Atlantic Yards is looking like a worse and worse deal for the city treasury, according to the Independent Budget Office. Back in 2005, the nonpartisan IBO said the new Nets arena would bring the city $28.5 million more in tax revenue than it would cost in subsidies, over the next 30 years (PDF). But the city has since decided to pitch in about twice the amount of money it said it would spend back then. And as the costs of the arena have grown, the city stands to lose more money because of an agreement that it would not collect mortgage recording taxes and sales taxes.
The IBO didn't come up with a new estimate, but numbers outlined at a state legislative hearing Friday suggest that the city would see a net loss of about $76 million (PDF).

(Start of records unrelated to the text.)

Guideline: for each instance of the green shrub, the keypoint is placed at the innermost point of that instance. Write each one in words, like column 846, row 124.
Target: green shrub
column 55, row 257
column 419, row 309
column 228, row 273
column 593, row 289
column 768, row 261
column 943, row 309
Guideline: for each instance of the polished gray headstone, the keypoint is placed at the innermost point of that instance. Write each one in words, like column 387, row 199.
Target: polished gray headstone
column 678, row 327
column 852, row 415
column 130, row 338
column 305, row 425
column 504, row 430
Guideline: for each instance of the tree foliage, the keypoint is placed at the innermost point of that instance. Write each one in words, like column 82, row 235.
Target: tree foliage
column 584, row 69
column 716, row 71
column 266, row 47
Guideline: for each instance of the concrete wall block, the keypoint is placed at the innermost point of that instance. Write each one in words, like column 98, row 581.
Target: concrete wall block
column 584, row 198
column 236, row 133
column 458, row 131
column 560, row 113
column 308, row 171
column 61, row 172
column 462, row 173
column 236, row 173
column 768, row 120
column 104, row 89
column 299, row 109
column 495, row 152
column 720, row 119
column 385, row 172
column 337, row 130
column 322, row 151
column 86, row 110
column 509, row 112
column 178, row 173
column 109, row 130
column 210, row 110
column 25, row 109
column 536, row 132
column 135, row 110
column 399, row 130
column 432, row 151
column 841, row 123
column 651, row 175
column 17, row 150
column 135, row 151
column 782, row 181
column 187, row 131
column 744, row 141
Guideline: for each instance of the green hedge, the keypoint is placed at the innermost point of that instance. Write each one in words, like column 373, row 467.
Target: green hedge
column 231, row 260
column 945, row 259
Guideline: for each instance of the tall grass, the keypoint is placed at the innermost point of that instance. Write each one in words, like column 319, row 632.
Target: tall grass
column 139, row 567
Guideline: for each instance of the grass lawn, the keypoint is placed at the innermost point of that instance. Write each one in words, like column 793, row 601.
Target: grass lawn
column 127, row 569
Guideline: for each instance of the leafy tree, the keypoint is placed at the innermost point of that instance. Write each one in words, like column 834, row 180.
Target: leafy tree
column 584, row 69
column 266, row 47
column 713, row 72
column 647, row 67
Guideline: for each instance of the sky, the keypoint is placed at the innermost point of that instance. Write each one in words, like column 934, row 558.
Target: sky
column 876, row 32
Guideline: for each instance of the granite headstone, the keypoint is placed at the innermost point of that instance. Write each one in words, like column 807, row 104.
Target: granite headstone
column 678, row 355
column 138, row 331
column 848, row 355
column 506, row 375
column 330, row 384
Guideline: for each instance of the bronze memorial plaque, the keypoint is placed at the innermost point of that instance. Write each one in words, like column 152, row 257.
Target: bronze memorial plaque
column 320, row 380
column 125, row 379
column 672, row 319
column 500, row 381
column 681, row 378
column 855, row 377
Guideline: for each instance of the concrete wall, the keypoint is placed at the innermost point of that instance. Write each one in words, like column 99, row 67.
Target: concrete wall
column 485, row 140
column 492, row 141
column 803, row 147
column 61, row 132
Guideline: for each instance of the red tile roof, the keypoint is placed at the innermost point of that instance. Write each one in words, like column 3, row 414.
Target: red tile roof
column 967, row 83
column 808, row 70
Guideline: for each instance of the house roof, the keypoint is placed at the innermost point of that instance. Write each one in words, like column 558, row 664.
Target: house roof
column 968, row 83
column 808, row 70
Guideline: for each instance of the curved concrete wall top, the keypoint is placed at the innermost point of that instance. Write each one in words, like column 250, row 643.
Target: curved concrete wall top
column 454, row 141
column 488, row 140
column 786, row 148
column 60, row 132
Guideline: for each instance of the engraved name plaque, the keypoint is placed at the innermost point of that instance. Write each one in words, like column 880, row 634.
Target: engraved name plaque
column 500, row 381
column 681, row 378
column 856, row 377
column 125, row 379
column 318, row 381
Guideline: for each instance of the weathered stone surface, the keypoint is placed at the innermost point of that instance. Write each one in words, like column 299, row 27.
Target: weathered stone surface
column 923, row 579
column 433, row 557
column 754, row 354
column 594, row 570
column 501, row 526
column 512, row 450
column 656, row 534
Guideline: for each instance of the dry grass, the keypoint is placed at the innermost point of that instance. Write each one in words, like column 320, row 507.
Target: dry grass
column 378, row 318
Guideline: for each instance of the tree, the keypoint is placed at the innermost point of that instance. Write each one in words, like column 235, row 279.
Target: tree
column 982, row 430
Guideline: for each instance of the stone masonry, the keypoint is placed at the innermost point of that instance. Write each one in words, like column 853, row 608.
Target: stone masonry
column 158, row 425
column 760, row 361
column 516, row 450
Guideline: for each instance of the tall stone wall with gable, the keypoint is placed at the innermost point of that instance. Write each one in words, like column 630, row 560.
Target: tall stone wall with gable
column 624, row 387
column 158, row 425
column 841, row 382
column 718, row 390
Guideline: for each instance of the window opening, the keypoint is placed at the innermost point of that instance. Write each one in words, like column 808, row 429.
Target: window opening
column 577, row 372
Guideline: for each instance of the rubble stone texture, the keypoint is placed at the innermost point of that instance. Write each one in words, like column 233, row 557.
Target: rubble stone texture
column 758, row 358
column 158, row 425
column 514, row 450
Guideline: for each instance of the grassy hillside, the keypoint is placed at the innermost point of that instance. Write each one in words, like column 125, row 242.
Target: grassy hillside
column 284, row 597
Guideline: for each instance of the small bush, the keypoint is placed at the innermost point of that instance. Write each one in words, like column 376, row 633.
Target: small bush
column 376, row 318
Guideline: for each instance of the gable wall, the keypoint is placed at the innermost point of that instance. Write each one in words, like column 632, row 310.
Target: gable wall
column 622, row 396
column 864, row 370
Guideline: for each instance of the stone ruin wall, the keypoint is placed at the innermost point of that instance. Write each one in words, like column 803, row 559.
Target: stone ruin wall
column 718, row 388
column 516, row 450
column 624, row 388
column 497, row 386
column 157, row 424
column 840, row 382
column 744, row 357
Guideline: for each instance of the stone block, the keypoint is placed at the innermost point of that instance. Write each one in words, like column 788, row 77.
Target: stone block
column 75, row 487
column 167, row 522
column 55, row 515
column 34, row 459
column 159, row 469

David Lombino, spokesman for the Economic Development Corporation, said the IBO report is incomplete since it only considers the economic impact of the arena, and not the housing and office space.
Then again, most of the Bloomberg administration's subsidies applied specifically to the arena, since at the time, officials thought the arena was the best part of the deal. It would bring highly paid basketball players from New Jersey to New York, each of whom would pay hefty city income taxes.
Lombino says the Economic Development Corporation will release an updated economic analysis soon, reflecting the changes to the project since the last one in June 2005. President Seth Pinsky said at Friday's hearing that the project as a whole will produce benefits 'likely exceeding half-a-billion dollars in net, incremental returns to the city.'
If so, the Atlantic Yards project will turn out to have become an even better deal even though the arena cost has increased and the amount of office space has been reduced by 80 percent. Back then, the EDC estimated the gross impact to be $524 million without deducting the cost of indirect and direct subsidies.